Enquanto os números não provarem que houve refluxo no desmatamento e enquanto não se verificar a implementação de uma política pública de qualidade para proteção da Amazônia, as palavras do governo não terão valor algum. Vale lembrar que no evento convocado por Joe Biden sobre o clima, no início do ano, o presidente brasileiro leu um discurso que nem ele próprio acreditava. A prática, nos meses subsequentes, revelou o abismo que havia entre o palavrório e o resultado averiguado. Nesse sentido, é difícil acreditar em propostas concretas e numa participação exitosa da delegação do governo Bolsonaro na COP-26.

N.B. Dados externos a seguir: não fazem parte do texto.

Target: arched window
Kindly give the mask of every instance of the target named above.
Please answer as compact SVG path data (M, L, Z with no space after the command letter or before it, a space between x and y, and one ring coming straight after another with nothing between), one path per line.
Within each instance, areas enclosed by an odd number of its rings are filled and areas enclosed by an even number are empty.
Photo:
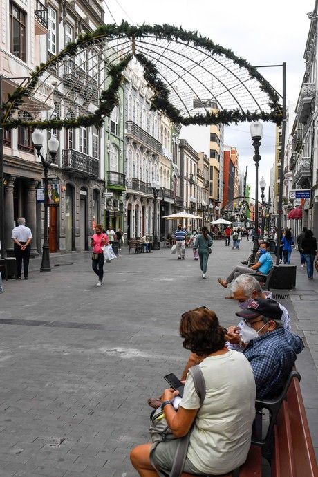
M109 170L112 172L118 171L118 149L114 144L111 144L111 151L109 153Z
M111 113L110 129L112 134L118 134L119 109L116 105Z
M133 97L131 94L128 95L128 120L133 121Z
M127 149L127 177L133 176L133 151L129 148Z

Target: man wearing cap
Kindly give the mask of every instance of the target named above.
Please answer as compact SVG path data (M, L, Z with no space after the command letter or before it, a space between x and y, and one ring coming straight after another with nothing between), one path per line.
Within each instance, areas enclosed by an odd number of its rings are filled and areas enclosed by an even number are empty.
M257 398L272 398L283 387L303 344L284 330L282 310L274 300L257 298L236 313L254 332L243 353L254 372Z
M178 260L185 259L185 239L187 232L183 229L180 223L178 225L178 230L174 232L176 237L176 247L177 249Z

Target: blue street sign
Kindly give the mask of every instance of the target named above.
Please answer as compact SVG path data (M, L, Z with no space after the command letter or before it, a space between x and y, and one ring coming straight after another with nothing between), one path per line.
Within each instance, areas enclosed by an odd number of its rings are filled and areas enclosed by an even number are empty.
M290 199L297 198L310 198L310 190L308 189L299 189L298 190L292 190L289 193Z

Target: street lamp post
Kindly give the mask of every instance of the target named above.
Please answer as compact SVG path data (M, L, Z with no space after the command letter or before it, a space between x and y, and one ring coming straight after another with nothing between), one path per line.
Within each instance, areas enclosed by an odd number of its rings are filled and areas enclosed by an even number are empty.
M259 181L259 187L261 187L261 198L262 199L262 227L261 227L261 230L262 230L262 238L264 238L264 228L265 228L265 212L266 209L264 210L264 206L265 206L265 194L264 194L264 191L265 188L266 187L266 183L264 180L263 176L262 176L262 178Z
M253 140L253 146L255 153L253 160L255 162L255 231L254 236L254 247L252 261L255 261L255 256L259 250L259 163L261 160L259 154L259 147L261 146L261 139L263 133L263 124L260 122L254 122L250 126L251 137Z
M191 205L191 212L192 214L194 212L194 207L196 207L196 198L194 196L190 196L190 198L189 199L190 201L190 205ZM194 233L194 219L192 218L192 234Z
M42 131L39 129L35 129L32 133L32 140L37 151L37 156L41 158L41 161L44 169L44 240L43 241L42 261L41 263L40 272L50 272L50 248L48 246L48 172L50 165L57 157L59 142L56 138L56 136L53 135L48 141L48 155L46 154L45 157L44 157L41 153L44 138L44 135Z
M207 203L205 200L202 201L202 210L203 212L203 216L204 217L204 220L206 220L206 216L205 216L205 212L207 210Z
M159 250L158 244L157 236L157 198L160 190L160 185L156 180L153 180L151 183L152 191L153 193L153 248L154 250Z

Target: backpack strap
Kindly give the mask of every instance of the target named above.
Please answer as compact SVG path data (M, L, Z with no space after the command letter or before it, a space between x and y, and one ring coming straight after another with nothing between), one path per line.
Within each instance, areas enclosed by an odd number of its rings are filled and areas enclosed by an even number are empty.
M189 373L192 376L194 388L196 392L200 398L200 407L203 404L205 398L205 381L204 380L203 375L199 366L196 365L189 369ZM170 477L180 477L181 475L185 462L187 457L187 452L189 447L189 441L192 428L190 429L187 436L181 438L178 444L177 451L174 456L172 469L170 472Z

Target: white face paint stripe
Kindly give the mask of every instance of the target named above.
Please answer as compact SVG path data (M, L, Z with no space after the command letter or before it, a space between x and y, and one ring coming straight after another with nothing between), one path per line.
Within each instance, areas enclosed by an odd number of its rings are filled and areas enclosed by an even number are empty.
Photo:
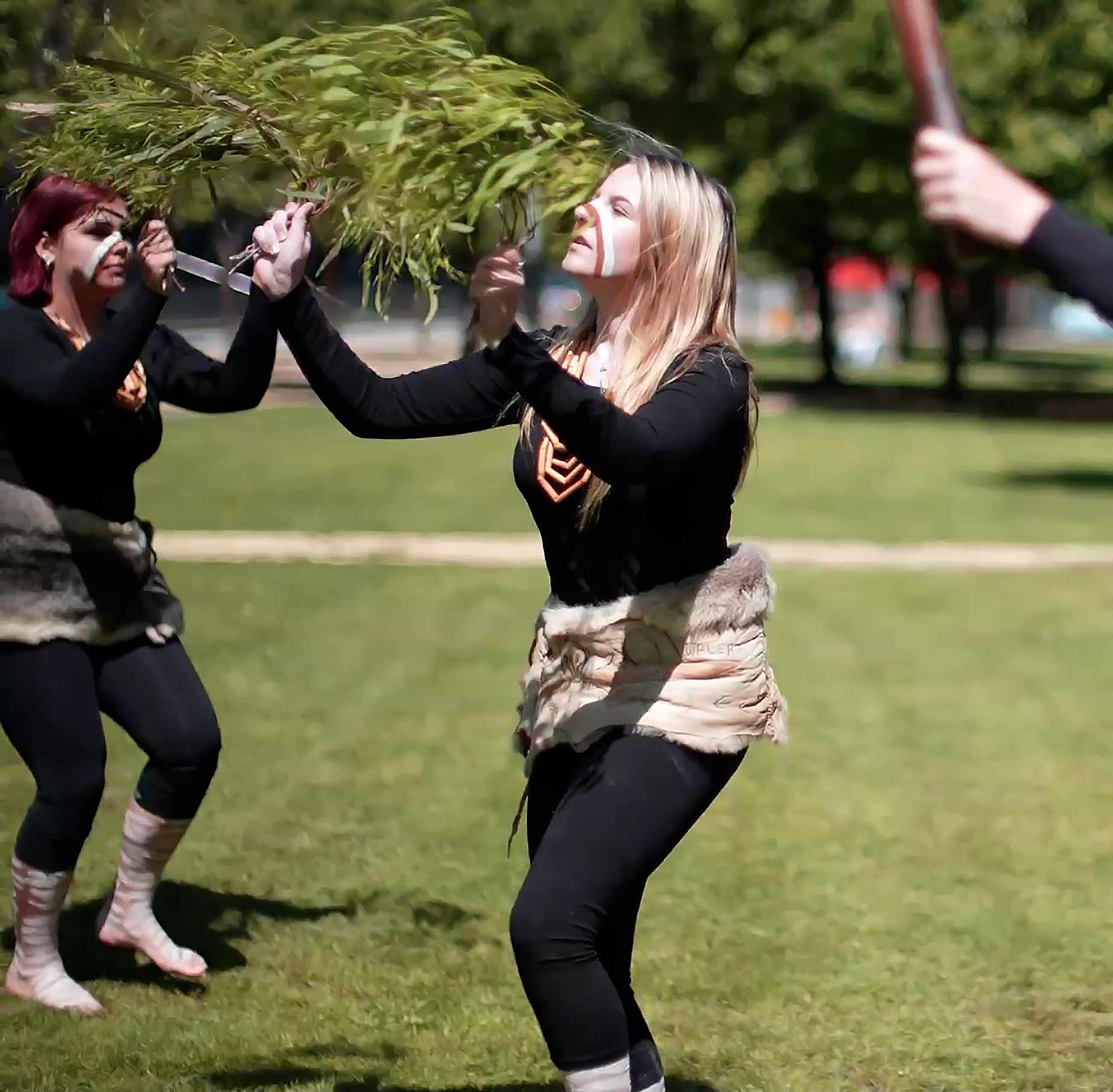
M594 201L588 203L595 218L595 276L610 277L614 272L614 225L610 209Z
M86 264L82 272L85 274L85 279L91 281L93 277L97 276L97 269L100 264L108 257L108 251L116 246L124 238L119 231L114 231L107 239L105 239L99 247L92 252L92 257Z

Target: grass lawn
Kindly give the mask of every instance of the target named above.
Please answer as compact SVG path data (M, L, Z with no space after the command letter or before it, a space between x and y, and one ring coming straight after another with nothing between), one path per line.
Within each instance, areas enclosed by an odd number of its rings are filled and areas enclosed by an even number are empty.
M526 530L511 443L370 444L312 407L179 416L140 508L190 529ZM769 416L737 529L1113 540L1111 479L1093 426ZM639 931L670 1088L1107 1089L1113 572L777 575L792 742L747 760ZM110 1016L0 1000L0 1088L555 1089L505 930L525 867L521 840L504 855L506 737L544 574L168 576L225 752L160 913L211 982L90 940L141 764L109 726L62 944ZM0 745L0 860L29 796Z
M359 440L318 406L176 415L138 479L177 529L529 532L511 428ZM894 414L767 414L735 534L1113 542L1113 428Z
M169 575L226 746L161 913L211 985L90 942L140 764L110 728L62 943L111 1015L0 1004L0 1085L549 1088L503 854L542 574ZM750 756L640 929L673 1088L1109 1088L1111 616L1110 573L781 574L794 741ZM0 778L7 854L10 749Z

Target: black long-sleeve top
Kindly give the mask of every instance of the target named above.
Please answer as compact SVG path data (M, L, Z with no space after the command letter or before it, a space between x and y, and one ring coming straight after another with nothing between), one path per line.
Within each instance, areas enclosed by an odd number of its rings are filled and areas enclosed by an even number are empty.
M1021 254L1056 288L1092 304L1113 321L1113 239L1053 205L1040 218Z
M80 351L39 308L0 310L0 480L120 523L135 516L135 471L162 438L161 401L200 413L257 406L270 383L277 331L253 288L220 364L158 325L165 297L146 286ZM147 400L114 395L136 360Z
M730 509L748 437L749 375L737 355L707 350L634 414L568 375L552 334L514 326L496 349L396 378L372 371L302 285L274 305L306 378L356 436L402 438L520 425L533 406L610 493L583 530L585 490L553 502L538 484L538 433L519 441L513 470L544 547L553 594L603 603L681 579L727 556ZM467 470L461 468L462 478Z

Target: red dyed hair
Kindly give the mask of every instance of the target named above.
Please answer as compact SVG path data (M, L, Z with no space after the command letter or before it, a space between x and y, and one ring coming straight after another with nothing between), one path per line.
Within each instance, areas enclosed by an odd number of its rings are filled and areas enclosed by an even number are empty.
M65 175L48 175L23 198L8 236L11 271L8 295L21 304L46 307L50 302L50 270L38 251L43 232L56 235L95 205L119 200L119 195L93 182L78 182Z

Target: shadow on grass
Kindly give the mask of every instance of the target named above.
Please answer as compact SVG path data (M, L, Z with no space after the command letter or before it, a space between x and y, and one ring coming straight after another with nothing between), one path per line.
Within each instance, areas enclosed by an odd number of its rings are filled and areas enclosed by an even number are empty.
M204 991L201 982L171 979L152 963L140 964L135 952L108 947L95 935L97 914L108 897L68 906L58 923L58 940L66 967L78 982L138 982L158 985L177 993ZM275 922L315 922L332 914L353 917L365 900L352 900L331 906L299 906L279 899L230 891L209 891L190 883L167 881L155 896L155 912L174 940L204 956L210 974L246 966L247 960L233 941L252 935L257 919ZM16 945L14 930L4 930L0 943L8 951Z
M393 1084L386 1080L386 1073L404 1054L401 1046L390 1042L370 1050L345 1042L318 1043L293 1048L274 1058L245 1059L237 1065L208 1073L207 1080L213 1088L229 1092L327 1081L333 1082L334 1092L560 1092L562 1088L555 1080L545 1084L460 1084L443 1089ZM355 1062L358 1068L377 1063L377 1072L357 1076L345 1062ZM710 1084L677 1073L667 1078L666 1084L669 1092L717 1092Z
M1008 470L988 478L994 485L1016 489L1077 489L1083 493L1113 490L1113 470L1087 467L1061 467L1047 470Z
M135 952L108 947L96 939L97 915L109 892L96 899L73 903L62 911L58 940L66 969L78 982L124 982L157 985L173 993L204 992L204 982L190 982L164 974L152 963L140 962ZM466 935L470 923L482 915L454 903L437 900L411 900L374 891L346 902L326 906L303 906L282 899L264 899L232 891L210 891L191 883L166 881L155 895L155 913L174 941L198 952L208 963L209 974L235 971L247 965L246 956L233 942L248 940L255 922L316 922L339 914L402 913L415 930L414 935L447 934L463 931L454 943L471 946ZM8 927L0 934L0 945L9 952L16 946L16 932Z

A "política externa" do governo Bolsonaro depois de abril do ano que vem estará em ponto morto - nada diferente do que foram os quase três anos deste governo até aqui. Aveludar a retórica sem mudar os fundamentos da política exterior de turno é exercício frívolo, já que não produz resultados por falta de credibilidade e substrato real que lhe dê sustentação. Essa pantomima não resiste ao peso da realidade e dos fatos, esgota-se em sua mímica inócua para a defesa dos interesses reais, eficaz apenas em aprofundar a irrelevância e a comiseração dos que ainda nutrem simpatia por nosso sofrido país. É o preço exorbitante que cobra a implementação de uma antidiplomacia, amadora e inepta na defesa do interesse nacional, porém altamente eficaz na destruição de nossa reputação, credibilidade e influência na região, nos organismos internacionais e junto aos nossos principais parceiros.

*É cientista político, professor de Relações Internacionais e pesquisador da Universidade Harvard. Foi Secretário Especial de Assuntos Estratégicos da Presidência da República (2017-2018)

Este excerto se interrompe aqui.